Nevertheless, I would suggest considering whether multiple read calls need to be queued onto the same socket. If the application only allows for a single read operation to be pending on the socket, then resources are reduced:
There is no longer the scenario where there are an excessive amount of handlers pending in the io_service.

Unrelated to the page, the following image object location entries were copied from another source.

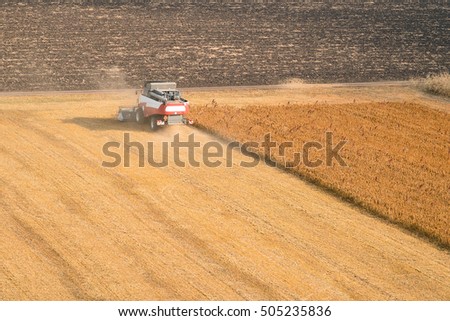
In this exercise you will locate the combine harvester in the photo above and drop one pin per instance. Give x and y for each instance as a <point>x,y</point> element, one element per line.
<point>160,103</point>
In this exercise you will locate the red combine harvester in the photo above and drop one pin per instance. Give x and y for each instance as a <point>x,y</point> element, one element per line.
<point>160,103</point>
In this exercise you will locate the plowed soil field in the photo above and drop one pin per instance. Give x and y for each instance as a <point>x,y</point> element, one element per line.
<point>75,230</point>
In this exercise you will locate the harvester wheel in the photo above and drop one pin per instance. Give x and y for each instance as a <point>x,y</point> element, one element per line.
<point>139,116</point>
<point>153,123</point>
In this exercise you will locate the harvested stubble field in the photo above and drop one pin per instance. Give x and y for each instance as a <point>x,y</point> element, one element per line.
<point>72,229</point>
<point>397,154</point>
<point>66,47</point>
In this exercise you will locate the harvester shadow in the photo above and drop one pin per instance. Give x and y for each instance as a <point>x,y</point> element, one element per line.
<point>101,124</point>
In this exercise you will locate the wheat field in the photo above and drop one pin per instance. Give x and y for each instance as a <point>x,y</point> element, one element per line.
<point>397,153</point>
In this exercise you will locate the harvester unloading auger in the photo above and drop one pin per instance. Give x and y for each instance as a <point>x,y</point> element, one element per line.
<point>160,103</point>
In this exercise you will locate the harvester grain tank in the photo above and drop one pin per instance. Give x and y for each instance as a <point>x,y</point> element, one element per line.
<point>159,103</point>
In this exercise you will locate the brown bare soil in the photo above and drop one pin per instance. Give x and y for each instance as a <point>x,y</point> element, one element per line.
<point>97,46</point>
<point>72,229</point>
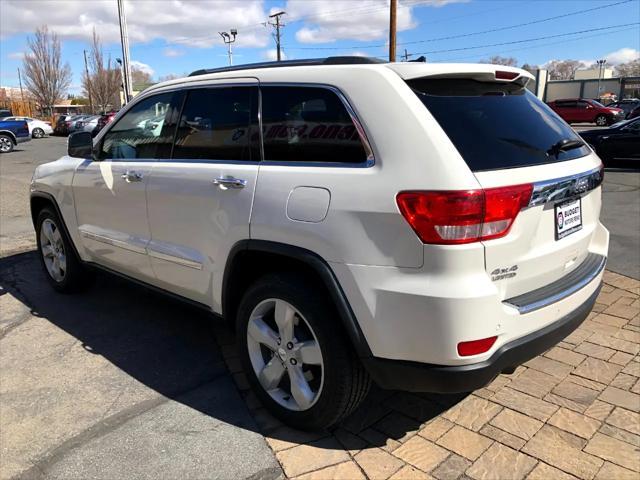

A single buffer can be preallocated and reused for each read operation. For example, the following asynchronous call chain only requires a single buffer, and allows for the concurrent execution of starting an asynchronous read operation while the previous data is being emitted on the Qt signal, as QString performs deep-copies.
TCPSocket::start()
{
receiveDataAsync(...) --.
} |
.---------------'
| .-----------------------------------.
v v |
TCPSocket::receiveDataAsync(...) |
{ |
_tcpSocket->async_read_some(_buffer); --. |
} | |
.-------------------------------' |
v |
TCPSocket::_handleAsyncReceive(...) |
{ |
QString data = QString::fromLocal8Bit(_buffer); |
receiveDataAsync(...); --------------------------'
emit _asyncDataReceivedSignal(data);
}
...
tcp_socket.start();
io_service.run();
It is important to identify when and where the io_service's event loop will be serviced. Generally, applications are designed so that the io_service does not run out of work, and the processing thread is simply waiting for events to occur. Thus, it is fairly common to start setting up asynchronous chains, then process the io_service event loop at a much higher scope.
On the other hand, if it is determined that TCPSocket::receiveDataAsync() should process the event loop in a blocking manner, then consider using synchronous operations.